I don’t have a firm opinion on many issues.
There are a lot of issues for which there are as many arguments that oppose a certain position as there are arguments that support it.
Most of what I write is not thought-out. I most often do not consciously contemplate what I write.
I find it very easy to argue for whatever position.
I don’t really care too much about most issues but write as if I do, to evoke feedback. I just do it for fun.
I am sometimes not completely honest to exploit the karma system. Although I don’t do that deliberately.
If I believe that SI/lesswrong could benefit from criticism I voice it if nobody else does.
The above is just some quick and dirty introspection that might hint at the reason for some seemingly contradictionary statements. The real reasons are much more complex of course, but I haven’t thought about that either :-)
I just don’t have the time right now to think hard about all the issues discussed here. I am still busy improving my education. At some point I will try to tackle the issues with due respect and in all seriousness.
That said, I think his fear of culpability (for being potentially passively involved in an existential catastrophe) is very real. I suspect he is continually driven, at a level beneath what anyone’s remonstrations could easily affect, to try anything that might somehow succeed in removing all the culpability from him. This would be a double negative form of “something to protect”: “something to not be culpable for failure to protect”.
If this is true, then if you try to make him feel culpability for his communication acts as usual, this will only make his fear stronger and make him more desperate to find a way out, and make him even more willing to break normal conversational rules.
I don’t think he has full introspective access to his decision calculus for how he should let his drive affect his communication practices or the resulting level of discourse. So his above explanations for why he argues the way he does are probably partly confabulated, to match an underlying constraining intuition of “whatever I did, it was less indefensible than the alternative”.
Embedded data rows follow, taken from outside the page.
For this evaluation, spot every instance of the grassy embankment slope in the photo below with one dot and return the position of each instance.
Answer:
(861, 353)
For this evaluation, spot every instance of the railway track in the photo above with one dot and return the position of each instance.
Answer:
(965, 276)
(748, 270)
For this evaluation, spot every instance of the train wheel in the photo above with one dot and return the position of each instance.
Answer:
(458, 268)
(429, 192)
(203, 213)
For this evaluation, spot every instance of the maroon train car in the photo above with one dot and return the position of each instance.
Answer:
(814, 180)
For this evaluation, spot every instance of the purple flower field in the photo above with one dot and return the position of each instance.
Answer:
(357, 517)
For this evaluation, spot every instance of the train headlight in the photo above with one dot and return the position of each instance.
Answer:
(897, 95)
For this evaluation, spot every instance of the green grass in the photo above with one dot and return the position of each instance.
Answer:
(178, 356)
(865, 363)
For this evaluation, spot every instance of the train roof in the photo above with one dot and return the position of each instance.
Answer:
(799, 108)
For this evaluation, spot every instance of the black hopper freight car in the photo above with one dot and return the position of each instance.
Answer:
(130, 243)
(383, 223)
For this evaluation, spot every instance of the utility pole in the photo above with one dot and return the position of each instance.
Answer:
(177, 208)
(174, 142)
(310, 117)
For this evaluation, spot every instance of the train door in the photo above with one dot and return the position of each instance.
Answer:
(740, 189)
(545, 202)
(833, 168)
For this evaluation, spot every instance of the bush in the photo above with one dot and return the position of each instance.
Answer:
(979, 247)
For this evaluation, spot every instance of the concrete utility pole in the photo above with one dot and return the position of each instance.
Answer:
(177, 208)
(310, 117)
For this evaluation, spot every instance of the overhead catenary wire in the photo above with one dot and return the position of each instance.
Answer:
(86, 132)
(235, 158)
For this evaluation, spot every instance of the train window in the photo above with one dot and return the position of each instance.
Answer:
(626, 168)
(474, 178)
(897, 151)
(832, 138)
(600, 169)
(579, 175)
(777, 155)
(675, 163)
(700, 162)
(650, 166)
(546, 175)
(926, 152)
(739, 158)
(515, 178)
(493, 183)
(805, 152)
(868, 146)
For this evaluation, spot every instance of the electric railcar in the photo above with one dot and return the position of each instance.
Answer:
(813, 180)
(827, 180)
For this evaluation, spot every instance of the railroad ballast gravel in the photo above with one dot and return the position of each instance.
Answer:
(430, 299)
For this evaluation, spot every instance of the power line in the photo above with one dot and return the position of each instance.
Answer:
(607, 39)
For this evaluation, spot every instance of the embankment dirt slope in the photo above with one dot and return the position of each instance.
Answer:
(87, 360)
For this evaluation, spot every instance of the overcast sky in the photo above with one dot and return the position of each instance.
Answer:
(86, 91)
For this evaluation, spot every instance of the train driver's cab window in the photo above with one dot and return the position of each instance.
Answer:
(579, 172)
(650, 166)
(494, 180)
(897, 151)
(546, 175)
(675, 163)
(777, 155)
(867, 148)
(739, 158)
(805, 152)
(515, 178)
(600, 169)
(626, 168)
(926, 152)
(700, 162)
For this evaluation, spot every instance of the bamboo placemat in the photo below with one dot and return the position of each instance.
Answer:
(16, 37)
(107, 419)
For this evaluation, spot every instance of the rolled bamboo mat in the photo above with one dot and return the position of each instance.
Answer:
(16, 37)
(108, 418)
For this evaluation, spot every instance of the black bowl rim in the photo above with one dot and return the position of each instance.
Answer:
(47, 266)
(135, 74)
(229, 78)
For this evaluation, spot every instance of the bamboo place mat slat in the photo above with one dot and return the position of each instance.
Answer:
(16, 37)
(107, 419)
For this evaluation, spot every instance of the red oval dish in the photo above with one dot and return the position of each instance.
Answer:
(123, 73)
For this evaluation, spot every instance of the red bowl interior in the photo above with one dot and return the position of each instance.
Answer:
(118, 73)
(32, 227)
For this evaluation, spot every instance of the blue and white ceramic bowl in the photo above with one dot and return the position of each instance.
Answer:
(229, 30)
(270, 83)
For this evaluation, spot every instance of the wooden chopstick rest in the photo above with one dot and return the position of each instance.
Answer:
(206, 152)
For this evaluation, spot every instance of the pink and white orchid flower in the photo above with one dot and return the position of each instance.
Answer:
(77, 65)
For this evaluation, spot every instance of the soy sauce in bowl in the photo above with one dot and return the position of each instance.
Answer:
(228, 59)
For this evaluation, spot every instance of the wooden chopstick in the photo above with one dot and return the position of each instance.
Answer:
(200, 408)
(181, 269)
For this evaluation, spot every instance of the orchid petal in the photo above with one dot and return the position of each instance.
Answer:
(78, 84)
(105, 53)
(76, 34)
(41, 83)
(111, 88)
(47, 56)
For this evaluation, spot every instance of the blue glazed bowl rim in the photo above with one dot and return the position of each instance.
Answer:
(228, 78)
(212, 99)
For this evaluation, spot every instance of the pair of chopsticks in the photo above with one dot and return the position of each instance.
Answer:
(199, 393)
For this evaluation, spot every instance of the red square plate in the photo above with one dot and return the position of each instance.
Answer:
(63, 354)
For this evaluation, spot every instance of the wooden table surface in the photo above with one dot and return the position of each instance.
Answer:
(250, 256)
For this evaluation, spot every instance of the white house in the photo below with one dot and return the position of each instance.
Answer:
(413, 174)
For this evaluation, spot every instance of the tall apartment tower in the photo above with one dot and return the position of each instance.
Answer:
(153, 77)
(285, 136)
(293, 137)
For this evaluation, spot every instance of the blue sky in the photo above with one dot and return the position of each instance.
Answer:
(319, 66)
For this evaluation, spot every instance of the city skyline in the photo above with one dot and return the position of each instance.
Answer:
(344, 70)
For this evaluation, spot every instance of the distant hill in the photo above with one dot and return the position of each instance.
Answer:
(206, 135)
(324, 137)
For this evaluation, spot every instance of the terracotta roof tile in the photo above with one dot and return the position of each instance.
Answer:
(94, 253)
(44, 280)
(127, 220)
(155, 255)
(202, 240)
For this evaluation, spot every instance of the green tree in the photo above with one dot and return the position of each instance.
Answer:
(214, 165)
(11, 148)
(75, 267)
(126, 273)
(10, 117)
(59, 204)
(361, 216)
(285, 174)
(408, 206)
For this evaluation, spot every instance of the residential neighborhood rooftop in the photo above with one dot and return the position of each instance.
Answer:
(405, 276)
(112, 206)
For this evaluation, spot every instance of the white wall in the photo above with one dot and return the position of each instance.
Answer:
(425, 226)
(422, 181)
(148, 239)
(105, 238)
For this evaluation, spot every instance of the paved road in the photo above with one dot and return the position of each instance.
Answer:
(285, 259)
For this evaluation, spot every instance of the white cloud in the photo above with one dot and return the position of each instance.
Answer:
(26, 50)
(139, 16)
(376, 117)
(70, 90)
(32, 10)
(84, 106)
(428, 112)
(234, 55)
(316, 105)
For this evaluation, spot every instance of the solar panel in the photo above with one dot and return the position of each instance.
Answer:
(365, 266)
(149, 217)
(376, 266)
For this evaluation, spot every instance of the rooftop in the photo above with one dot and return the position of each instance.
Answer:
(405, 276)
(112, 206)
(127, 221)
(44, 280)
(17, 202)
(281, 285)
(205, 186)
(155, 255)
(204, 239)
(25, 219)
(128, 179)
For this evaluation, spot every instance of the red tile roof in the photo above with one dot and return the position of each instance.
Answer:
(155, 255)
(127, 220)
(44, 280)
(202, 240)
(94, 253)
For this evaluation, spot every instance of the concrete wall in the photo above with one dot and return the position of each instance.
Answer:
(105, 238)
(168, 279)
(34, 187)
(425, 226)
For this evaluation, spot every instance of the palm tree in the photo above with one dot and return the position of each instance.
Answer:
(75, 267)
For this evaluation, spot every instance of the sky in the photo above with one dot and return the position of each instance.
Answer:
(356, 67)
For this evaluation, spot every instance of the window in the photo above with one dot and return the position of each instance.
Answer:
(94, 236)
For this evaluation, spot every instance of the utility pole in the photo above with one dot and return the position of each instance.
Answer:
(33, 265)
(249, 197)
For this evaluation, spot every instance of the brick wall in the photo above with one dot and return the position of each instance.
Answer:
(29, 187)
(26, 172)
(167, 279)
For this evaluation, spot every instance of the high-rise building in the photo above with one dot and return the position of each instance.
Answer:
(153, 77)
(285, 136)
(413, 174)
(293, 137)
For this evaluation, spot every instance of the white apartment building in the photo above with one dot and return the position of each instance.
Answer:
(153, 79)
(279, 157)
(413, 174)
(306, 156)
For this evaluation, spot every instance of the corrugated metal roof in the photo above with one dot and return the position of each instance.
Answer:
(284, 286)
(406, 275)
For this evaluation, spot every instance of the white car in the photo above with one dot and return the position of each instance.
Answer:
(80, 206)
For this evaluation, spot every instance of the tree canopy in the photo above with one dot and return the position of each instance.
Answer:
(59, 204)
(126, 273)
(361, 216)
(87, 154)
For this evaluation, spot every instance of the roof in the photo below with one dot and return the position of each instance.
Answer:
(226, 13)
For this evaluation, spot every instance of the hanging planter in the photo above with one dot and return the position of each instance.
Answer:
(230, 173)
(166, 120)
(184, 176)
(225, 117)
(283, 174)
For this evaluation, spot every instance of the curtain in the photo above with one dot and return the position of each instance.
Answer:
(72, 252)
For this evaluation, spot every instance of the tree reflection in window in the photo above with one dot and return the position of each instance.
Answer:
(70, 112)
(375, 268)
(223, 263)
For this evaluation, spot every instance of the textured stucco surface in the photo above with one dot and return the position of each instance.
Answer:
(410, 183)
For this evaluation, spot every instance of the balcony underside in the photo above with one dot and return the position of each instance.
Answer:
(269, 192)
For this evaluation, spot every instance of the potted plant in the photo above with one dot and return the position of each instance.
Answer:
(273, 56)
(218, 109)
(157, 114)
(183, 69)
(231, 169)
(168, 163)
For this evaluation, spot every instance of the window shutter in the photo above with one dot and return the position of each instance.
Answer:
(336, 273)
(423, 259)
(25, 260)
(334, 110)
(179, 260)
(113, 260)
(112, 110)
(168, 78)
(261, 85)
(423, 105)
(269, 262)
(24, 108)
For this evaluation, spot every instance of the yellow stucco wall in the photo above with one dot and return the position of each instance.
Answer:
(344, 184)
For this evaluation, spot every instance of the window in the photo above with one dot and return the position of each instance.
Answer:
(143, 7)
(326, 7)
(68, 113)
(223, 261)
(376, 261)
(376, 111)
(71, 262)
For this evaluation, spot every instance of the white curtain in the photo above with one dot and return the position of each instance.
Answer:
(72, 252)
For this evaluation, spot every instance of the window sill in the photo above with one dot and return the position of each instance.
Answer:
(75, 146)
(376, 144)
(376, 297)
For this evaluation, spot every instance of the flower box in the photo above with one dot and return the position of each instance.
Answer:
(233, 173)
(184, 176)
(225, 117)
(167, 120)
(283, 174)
(I feel like there has to be some kind of third alternative I’m missing here, that would derail the ongoing damage from this sort of desperate effort by him to compel someone or something to magically generate a way out for him. I think the underlying phenomenon is worth developing some insight into. Alex wouldn’t be the only person with some amount of this kind of psychology going on—just the most visible.)
If this is true, then if you try to make him feel culpability for his communication acts as usual, this will only make his fear stronger and make him more desperate to find a way out, and make him even more willing to break normal conversational rules.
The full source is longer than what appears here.